Foreigners

Owls, like monks of a rare, feathered order,
haunt one aloof, lopped tower in this
unlikely city, cresting the broken stones
like ghosts at dusk, watchful, wary,
describing soft, slow curves in the failing sky.
Supremely odd and patiently oblivious
to all but wind and owlhood, they tatter
the evening air with their broad, sooty wings.
And over all, the tower seems content
with its alien colony. For whose is a city?
Yet below, the jabbering birds of the sprawled suburbs
complain from the lower roofs, look up from crusts
and blame owls for the dust, for all the dismal
workaday winging. The atmosphere is crowded,
to their native eyes, with a woeful weight of owls.
Natural enough, their twitterings. They were there
first, they cleared the air and made
nests in new places, scraped for straws, foraged
for food, grew ancestors and histories.
Now come the owls, a late, impervious entry.
What do the owls answer? To wit, nothing.

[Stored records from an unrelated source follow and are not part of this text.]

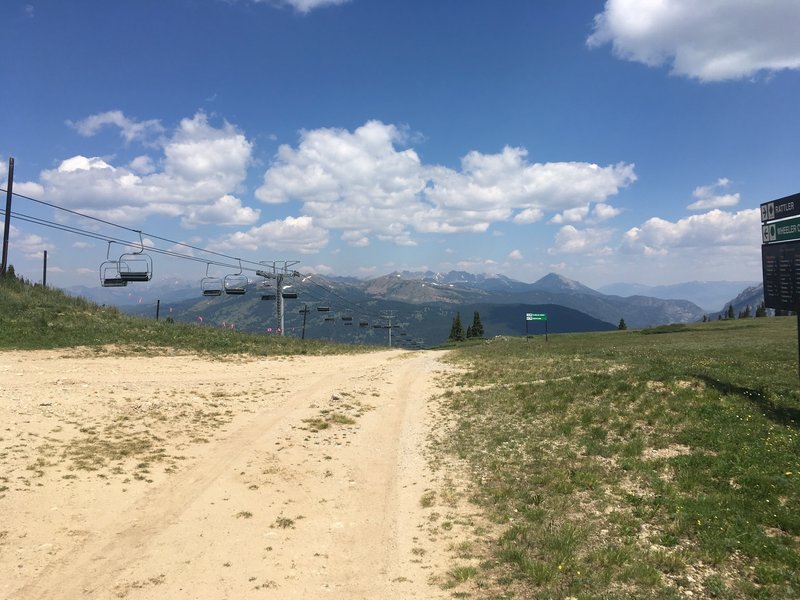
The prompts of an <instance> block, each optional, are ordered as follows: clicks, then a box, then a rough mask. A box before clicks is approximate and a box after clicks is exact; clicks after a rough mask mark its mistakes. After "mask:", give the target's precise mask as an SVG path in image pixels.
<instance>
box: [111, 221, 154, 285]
mask: <svg viewBox="0 0 800 600" xmlns="http://www.w3.org/2000/svg"><path fill="white" fill-rule="evenodd" d="M117 262H118V263H119V276H120V279H122V280H124V281H150V280H151V279H152V278H153V259H152V258H151V257H150V255H148V254H145V253H144V241H143V240H142V232H141V231H140V232H139V249H138V250H136V251H134V252H127V253H125V254H123V255H122V256H120V257H119V260H117Z"/></svg>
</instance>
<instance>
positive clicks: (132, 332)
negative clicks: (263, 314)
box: [0, 277, 365, 356]
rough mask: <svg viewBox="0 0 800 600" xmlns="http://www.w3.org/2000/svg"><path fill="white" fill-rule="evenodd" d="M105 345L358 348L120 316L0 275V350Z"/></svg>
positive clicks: (266, 355) (333, 350)
mask: <svg viewBox="0 0 800 600" xmlns="http://www.w3.org/2000/svg"><path fill="white" fill-rule="evenodd" d="M77 346H84V347H88V348H92V349H96V350H103V349H107V348H108V347H109V346H113V347H115V348H117V349H118V350H119V351H122V352H124V353H137V352H138V353H142V354H145V353H153V352H156V351H158V349H159V348H161V349H165V350H166V349H169V350H178V351H185V352H199V353H210V354H215V355H225V354H250V355H255V356H267V355H275V354H279V355H292V354H311V355H320V354H342V353H353V352H362V351H365V348H364V347H363V346H354V345H353V346H348V345H344V344H332V343H329V342H322V341H316V340H305V341H303V340H299V339H297V338H290V337H279V336H263V335H255V334H248V333H243V332H237V331H231V330H225V329H220V328H217V327H212V326H202V325H198V324H194V323H193V324H186V323H169V322H167V321H165V320H162V321H155V320H152V319H145V318H141V317H132V316H128V315H124V314H122V313H121V312H120V311H119V310H117V309H116V308H115V307H107V306H99V305H97V304H94V303H92V302H89V301H87V300H85V299H83V298H76V297H72V296H69V295H67V294H64V293H63V292H61V291H60V290H57V289H52V288H44V287H42V286H38V285H37V286H33V285H30V284H28V283H26V282H24V281H22V280H20V279H17V278H14V277H0V350H41V349H54V348H72V347H77Z"/></svg>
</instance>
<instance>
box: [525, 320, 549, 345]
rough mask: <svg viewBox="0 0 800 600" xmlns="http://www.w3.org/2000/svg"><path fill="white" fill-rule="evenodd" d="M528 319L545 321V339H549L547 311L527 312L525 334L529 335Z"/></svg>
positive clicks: (544, 324)
mask: <svg viewBox="0 0 800 600" xmlns="http://www.w3.org/2000/svg"><path fill="white" fill-rule="evenodd" d="M528 321H544V341H545V342H546V341H547V313H525V335H528Z"/></svg>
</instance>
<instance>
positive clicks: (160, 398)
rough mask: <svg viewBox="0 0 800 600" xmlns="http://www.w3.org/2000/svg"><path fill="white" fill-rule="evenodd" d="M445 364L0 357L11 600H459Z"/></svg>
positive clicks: (155, 358) (20, 356)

And sure enough, with time passing, the tower
becomes a landmark, mentioned in the guidebooks,
with owls as appropriate appendages. The city
absorbs them into its anonymous air.
Now, other birds alight on the battlements,
occasionally singing. Not worthwhile to war
over a lack of crumbs, in alien weather.
Who gives a hoot, say owls. The wind is common.
Let all poor birds be brothers under the feather.